Despite the geographic distance we can find great similarity between Turkey’s war against Kurdish rebels operating from the Kurdish autonomy in northern Iraq and Israel’s fight against Palestinian organizations operating from the Gaza Strip.
Just like Hamas, Islamic Jihad, and other Palestinian groups, the Kurdish PKK is attempting to force the Turkish government to comply with its political demands through terrorism. Just like the Palestinians operate from the haven of their autonomy in the Gaza Strip, the Kurds operate from their autonomous region in Iraq.
Their objective is to force the Turkish government to grant independence or at least autonomy to the mountainous region in eastern Turkey, which is mostly populated by Turkish-Kurds.
Turkey is home to 12-15 million Kurds. About 40,000 people lost their lives since the PKK, under the leadership of Abdulleh Ocalan, launched its terror war against the Turkish government in 1984. In 1998, Turkish intelligence agencies managed to capture Ocalan and brought him to trial. The PKK declared a ceasefire, which lasted about five years, but recently the group renewed its operations.
Several months ago, the organization managed to kill and capture about 20 Turkish soldiers within Turkish territory. In the face of the violation of Turkish sovereignty, the parliament gave the Turkish army the go-ahead to embark on a large-scale operation in northern Iraq.
The Turkish army and government are not quick to realize the mandate given to them by parliament. This may be a result of pressure by the US Administration, which is concerned that such invasion would further undermine Iraq’s stability, and apparently also because of fears that even a large-scale military operation would not put an end to Kurdish terror and would only lead to the killing of civilians and Turkey’s isolation in the international arena. Sounds familiar?

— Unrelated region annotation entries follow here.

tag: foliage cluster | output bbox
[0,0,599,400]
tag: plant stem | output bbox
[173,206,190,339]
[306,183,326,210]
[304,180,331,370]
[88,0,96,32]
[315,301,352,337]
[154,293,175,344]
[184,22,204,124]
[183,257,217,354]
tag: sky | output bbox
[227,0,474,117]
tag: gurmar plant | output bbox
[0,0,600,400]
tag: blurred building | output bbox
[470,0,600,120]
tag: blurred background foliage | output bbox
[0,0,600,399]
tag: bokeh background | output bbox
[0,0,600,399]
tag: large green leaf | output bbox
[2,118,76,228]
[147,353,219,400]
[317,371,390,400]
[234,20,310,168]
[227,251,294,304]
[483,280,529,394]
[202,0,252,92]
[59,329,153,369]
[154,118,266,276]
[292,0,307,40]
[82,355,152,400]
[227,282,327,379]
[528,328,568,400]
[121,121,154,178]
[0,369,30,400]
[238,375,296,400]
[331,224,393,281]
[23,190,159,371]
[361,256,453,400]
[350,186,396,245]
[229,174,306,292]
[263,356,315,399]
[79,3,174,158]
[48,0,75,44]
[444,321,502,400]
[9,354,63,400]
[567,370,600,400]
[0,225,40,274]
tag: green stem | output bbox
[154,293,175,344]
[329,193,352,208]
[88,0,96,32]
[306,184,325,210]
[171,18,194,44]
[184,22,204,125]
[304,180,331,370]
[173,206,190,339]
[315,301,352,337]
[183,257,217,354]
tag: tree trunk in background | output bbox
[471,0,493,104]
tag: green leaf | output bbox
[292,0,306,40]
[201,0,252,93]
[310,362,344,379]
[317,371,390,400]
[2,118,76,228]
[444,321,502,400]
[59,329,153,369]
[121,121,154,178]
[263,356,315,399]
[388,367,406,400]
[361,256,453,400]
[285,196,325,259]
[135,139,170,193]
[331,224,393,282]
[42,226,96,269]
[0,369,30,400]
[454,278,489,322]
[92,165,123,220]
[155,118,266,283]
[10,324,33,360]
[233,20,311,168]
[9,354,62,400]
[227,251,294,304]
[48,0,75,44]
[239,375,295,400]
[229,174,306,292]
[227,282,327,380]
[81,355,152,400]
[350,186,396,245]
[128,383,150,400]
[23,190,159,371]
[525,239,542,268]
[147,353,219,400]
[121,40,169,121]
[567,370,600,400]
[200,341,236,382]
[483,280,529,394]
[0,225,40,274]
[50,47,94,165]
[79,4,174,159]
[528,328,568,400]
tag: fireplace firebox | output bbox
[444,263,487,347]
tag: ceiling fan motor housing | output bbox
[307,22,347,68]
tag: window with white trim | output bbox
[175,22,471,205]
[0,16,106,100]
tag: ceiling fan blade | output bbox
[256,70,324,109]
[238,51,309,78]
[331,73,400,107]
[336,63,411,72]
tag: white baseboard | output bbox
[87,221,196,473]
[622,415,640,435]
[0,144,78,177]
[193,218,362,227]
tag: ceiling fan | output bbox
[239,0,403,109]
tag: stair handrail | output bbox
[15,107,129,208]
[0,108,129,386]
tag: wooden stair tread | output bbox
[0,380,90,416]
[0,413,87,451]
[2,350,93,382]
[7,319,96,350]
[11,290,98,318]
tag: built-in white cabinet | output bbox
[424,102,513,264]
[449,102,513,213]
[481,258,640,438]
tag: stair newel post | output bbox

For the time being, the Turkish army has been adopting tactics that are similar to what the IDF has been doing, and is still doing, in the Gaza Strip. Turkish artillery fires at rebel bases, airplanes bomb rebel bases deep in Kurdish territory, and on Tuesday we saw Turkish Special Forces infiltrating about 2 miles into Iraqi territory and targeting two rebel groups.
The Americans are assisting the Turks mainly in order to minimize the need for a large-scale Turkish operation in northern Iraq. Yet the conflict on the Turkey-Iraq border, which threatens America’s efforts to stabilize the situation, is still far from being over.